Exactly. It's incredibly imbalanced. A very skilled Haku, Zabuza or even Sakura player for example is going to lose to a painfully mediocre Naruto player if he spams just right. That loss made me angrier than I've been in a while, mainly because I worked hard to dodge his rasen-spam beforehand. The worst part is most Naruto players don't seem to see a problem with it. :/

I also want all awakenings to have more hits before they break the opponent's block, tbh.


----------



## Aeiou (Mar 24, 2013)

Daxter said:


> Exactly. It's incredibly imbalanced. A very skilled Haku, Zabuza or even Sakura player for example is going to lose to a painfully mediocre Naruto player if he spams just right.



Are you so sure about that? Chances are, if a person is skilled enough to use a character like Haku or Zabuza, then they're skilled enough to beat most players. Narutos aren't really the hardest characters to beat (hell, I even consider him mid-tier), the only hard ones are Uchihas, from my knowledge.

For now I'm just going to say that the perspective of this topic will depend on your experience. If you've faced a few really experienced (and I mean talented players) players and mimic or pick up their methods, you'll be able to beat these spammers pretty easily.


----------



## Vash (Mar 24, 2013)

Daxter said:


> It's not always the Rasenspam, his awakenings for example are incredibly OP. My regular awakenings don't compare. His combos are pretty annoying too, 'cos his clones can knock you twice if you rush him too fast.



His awakening was toned down in power when it comes to Storm 3...
His combos are no more annoying than Itachi's.



Daxter said:


> A: Do you remember how hard it is to dodge KCM Naruto's jutsu?
> 
> B: It's not impossible to win against him, but it certainly doesn't take a skilled player to jutsu troll you in awakening on his end.
> 
> C: As I said, I owned a guy with 75% of my life in tact with PTS Gaara last night, and at 1 or 2% health he awakened and drained me like it was nothing. I may not be the best player, but I'm not that shitty as to lose so poorly unless it was incredibly cheap.



A: You jump, quite simple.

B: That's the same for a lot of characters though. A spamming chimp can use most characters and still do a lot of damage, especially in awakening (Susano?)

C: As I said above, it's not exclusive to Naruto. a lot of characters can do the same thing when awakened. If they choose to jutsu spam then your pretty much fucked lol. Just adapt and overcome bro 



Daxter said:


> If you know how to beat them so easily, you haven't told me yet.

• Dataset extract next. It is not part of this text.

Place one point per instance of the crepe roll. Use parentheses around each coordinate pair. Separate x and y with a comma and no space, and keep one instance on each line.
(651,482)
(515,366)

You don't have Storm 3 yet, so why would I say?


----------



## Daxter (Mar 24, 2013)

Aeiou said:


> Are you so sure about that? Chances are, if a person is skilled enough to use a character like Haku or Zabuza, then they're skilled enough to beat most players. Narutos aren't really the hardest characters to beat (hell, I even consider him mid-tier), the only hard ones are Uchihas, from my knowledge.

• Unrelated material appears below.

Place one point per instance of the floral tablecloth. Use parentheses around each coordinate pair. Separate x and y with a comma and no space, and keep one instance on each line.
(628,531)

I'm almost sure, yes. I've watched a lot of good players get owned by exceptionally annoying Narutos in tournies. Last night I saw a Neji with a single Hinata support barely make it out in one piece in the finals of a tourney, and that's only 'cause he was a god-tier player. I almost thought he'd lose for sure, but last second managed to dodge one or two awakening moves, something I still can't do well.

Again, if it's so easy to own these guys easily, no one has yet told me how to do it, and I haven't yet seen it. I've beaten my fair share of Naruto and Sage Narutos, but they still pose a big threat for me.



Jak said:


> His awakening was toned down in power when it comes to Storm 3...
> His combos are no more annoying than Itachi's.

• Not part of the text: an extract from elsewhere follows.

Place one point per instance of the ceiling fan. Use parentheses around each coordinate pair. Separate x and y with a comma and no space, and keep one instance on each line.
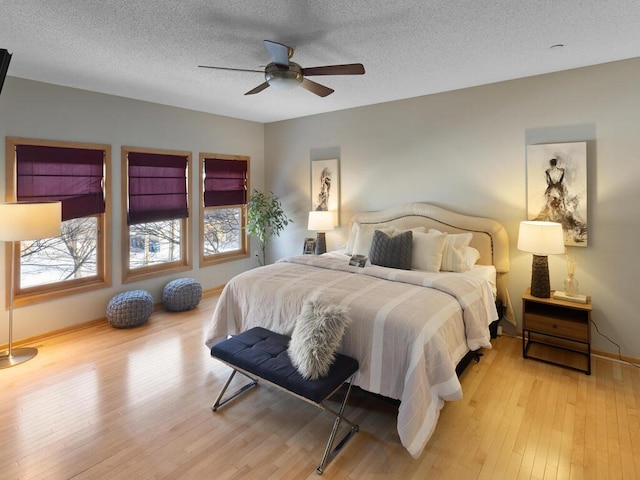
(284,74)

We will see tomorrow. /squint



> A: You jump, quite simple.
> 
> B: That's the same for a lot of characters though. A spamming chimp can use most characters and still do a lot of damage, especially in awakening (Susano?)
> 
> C: As I said above, it's not exclusive to Naruto. a lot of characters can do the same thing when awakened. If they choose to jutsu spam then your pretty much fucked lol. Just adapt and overcome bro



So this esoteric move is really just bunny hopping?  Fine, I'll blame you if it doesn't work tonight. 

I'd rather a susano'o than a KCM/4/6tail Nardo anyday. Susano'o is annoying but easily rushable like Bee's Hachibi awakening. The bigger they are, the easier they are to handle. 



> You don't have Storm 3 yet, so why would I say?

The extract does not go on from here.